A full-course yellow was ordered and the pits immediately closed, in accordance with the 2005 regulations.

At that very same moment, Tracy was entering the pit lane for his final stop and the much needed nosecone change. He hurriedly aborted his pit visit to avoid a penalty for stopping in a closed pit, not realising that he only had a few drops of fuel remaining.

Tracy only made it as far as the start/finish line before grinding to a halt. The crowd favourite's brave drive had come to an end in the most bizarre and undistinguished way, leaving Tracy fuming over the radio.

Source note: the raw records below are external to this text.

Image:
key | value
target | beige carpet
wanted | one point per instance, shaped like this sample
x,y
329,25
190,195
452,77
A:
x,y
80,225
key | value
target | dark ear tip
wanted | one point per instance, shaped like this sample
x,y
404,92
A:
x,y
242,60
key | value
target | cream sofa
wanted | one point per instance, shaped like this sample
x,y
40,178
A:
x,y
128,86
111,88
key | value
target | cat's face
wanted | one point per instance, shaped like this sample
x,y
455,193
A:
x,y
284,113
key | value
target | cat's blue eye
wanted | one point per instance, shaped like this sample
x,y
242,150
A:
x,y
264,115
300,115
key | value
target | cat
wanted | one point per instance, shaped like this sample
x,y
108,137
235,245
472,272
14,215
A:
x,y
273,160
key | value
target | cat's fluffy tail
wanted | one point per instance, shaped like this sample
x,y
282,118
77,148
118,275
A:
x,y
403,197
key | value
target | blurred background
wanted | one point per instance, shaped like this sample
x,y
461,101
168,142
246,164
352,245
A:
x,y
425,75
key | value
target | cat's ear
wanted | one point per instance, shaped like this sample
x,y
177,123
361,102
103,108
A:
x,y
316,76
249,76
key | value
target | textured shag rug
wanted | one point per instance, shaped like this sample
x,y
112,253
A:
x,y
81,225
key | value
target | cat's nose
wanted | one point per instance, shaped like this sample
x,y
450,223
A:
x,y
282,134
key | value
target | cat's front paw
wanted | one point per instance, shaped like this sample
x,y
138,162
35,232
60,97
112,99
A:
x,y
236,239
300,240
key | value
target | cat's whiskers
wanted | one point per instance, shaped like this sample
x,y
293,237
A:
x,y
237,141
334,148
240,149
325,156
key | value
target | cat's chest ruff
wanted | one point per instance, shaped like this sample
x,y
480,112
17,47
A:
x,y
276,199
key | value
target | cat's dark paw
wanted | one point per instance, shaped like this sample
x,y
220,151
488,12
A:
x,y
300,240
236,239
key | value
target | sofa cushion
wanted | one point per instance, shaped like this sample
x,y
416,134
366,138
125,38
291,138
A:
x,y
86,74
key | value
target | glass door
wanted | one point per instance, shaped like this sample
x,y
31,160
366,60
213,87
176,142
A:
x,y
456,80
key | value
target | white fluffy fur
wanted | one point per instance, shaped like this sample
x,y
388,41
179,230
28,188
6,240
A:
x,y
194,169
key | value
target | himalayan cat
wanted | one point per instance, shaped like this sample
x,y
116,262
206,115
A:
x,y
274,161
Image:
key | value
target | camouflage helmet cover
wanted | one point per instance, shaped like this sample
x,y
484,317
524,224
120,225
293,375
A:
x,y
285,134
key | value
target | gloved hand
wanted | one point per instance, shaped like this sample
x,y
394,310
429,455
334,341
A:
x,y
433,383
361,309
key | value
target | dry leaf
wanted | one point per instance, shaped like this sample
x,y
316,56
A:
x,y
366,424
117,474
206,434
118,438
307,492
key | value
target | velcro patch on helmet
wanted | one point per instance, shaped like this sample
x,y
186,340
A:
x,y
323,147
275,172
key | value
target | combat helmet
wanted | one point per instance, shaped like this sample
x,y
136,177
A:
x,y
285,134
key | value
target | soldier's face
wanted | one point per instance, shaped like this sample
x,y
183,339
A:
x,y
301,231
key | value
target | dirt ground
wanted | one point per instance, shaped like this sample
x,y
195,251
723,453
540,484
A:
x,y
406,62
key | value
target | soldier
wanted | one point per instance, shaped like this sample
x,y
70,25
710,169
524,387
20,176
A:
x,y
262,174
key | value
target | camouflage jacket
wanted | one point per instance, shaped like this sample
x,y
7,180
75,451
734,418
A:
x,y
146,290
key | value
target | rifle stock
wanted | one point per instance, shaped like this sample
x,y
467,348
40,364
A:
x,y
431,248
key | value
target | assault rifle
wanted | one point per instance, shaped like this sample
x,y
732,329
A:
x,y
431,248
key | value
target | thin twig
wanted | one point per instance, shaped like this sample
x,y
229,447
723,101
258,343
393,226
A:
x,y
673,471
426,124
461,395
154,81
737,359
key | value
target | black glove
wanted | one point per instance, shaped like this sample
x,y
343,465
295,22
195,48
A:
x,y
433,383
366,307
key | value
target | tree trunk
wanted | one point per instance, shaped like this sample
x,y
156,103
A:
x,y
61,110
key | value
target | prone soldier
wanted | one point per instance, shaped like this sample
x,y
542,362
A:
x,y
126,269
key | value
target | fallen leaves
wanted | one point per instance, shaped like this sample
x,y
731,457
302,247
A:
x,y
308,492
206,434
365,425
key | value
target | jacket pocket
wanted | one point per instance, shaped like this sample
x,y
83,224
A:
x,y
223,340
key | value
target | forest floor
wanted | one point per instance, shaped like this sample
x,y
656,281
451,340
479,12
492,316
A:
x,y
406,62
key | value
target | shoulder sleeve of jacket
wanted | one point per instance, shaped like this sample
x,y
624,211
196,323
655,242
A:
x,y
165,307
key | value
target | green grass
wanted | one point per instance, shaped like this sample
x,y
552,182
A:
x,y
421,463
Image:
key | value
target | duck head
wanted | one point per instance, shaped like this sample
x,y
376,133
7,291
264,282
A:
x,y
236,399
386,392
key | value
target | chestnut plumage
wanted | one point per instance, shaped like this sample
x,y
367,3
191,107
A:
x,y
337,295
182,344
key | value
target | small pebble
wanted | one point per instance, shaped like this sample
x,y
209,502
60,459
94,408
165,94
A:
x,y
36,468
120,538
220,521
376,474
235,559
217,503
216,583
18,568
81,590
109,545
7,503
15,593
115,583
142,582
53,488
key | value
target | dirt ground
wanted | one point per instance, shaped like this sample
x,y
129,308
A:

Once the pits were open, Tagliani jumped Wilson and moved into second behind new leader Servia. Allmendinger, who had been racing hard with Tagliani all afternoon, now ran fourth ahead of Vasser, Ranger, and the rapidly recovering Bourdais and Dominguez.

The first few attempts to restart the race proved ill-fated. First Bjorn Wirdheim slammed his HVM car into the turn eight wall just before the green on lap 62.

No sooner was the debris cleared and the action recommenced than Ryan Hunter-Reay caused another multi-car incident by hitting Nelson Philippe at turn one. Team Australia's Marcus Marshall was pinned between Timo Glock and the spinning Philippe, but miraculously only Marshall suffered terminal damage in the ensuing clash.

Wilson took full advantage of the few seconds of green flag racing on offer, and passed Tagliani for second. Both RuSPORT cars were on the move when racing finally resumed in earnest, with Wilson climbing all over the back of leader Servia even as his teammate Allmendinger squeezed past Tagliani for third at the hairpin.

Servia only had to hang on for a dozen more laps to take his first Champ Car win (and first race victory in any series since French Formula Three in 1997!), but Wilson also had a debut win in his sights and was not planning to meekly follow the leader home.

On lap 77 he dived down the inside of Servia under braking for the hairpin and snatched the lead, and began to pull away at a ferocious rate. With Servia otherwise engaged fending off the charging Allmendinger, Wilson was able to open up a 6s cushion after just three laps in front.

Allmendinger was desperate to make it a RuSPORT one-two, but pushed too hard and slid into the turn six wall on lap 80. The #10 Lola had barely come to rest before the unsighted Dominguez ploughed into it. Thankfully both drivers were unhurt, but the carnage was such that the race hit its 1h45m time limit while still under caution.

Wilson could therefore celebrate a spectacular first Champ Car World Series race victory, with Servia forced to accept second place once again. Tagliani was thrilled with third, while Vasser had to work tremendously hard to fend off Bourdais for fourth in the closing laps.

Ranger should have been sixth, but a gearbox problem cruelly robbed him of the position and top rookie honours during the final caution. The uncompetitive Rocketsports cars of Hunter-Reay and Glock duly inherited sixth and seventh, ahead of Alex Sperafico, who made a quiet debut for HVM.

Dalziel's early delay meant that he never really got involved in his first Champ Car race, but he drove sensibly and consistently for ninth place ahead of the delayed Philippe. All 18 cars may have survived the first 50 laps, but only 10 were running at the chequered flag...

The result gives Bourdais a 15-point Championship lead over Tracy, while Wilson leaps back into contention in third place, 22 points behind the series leader.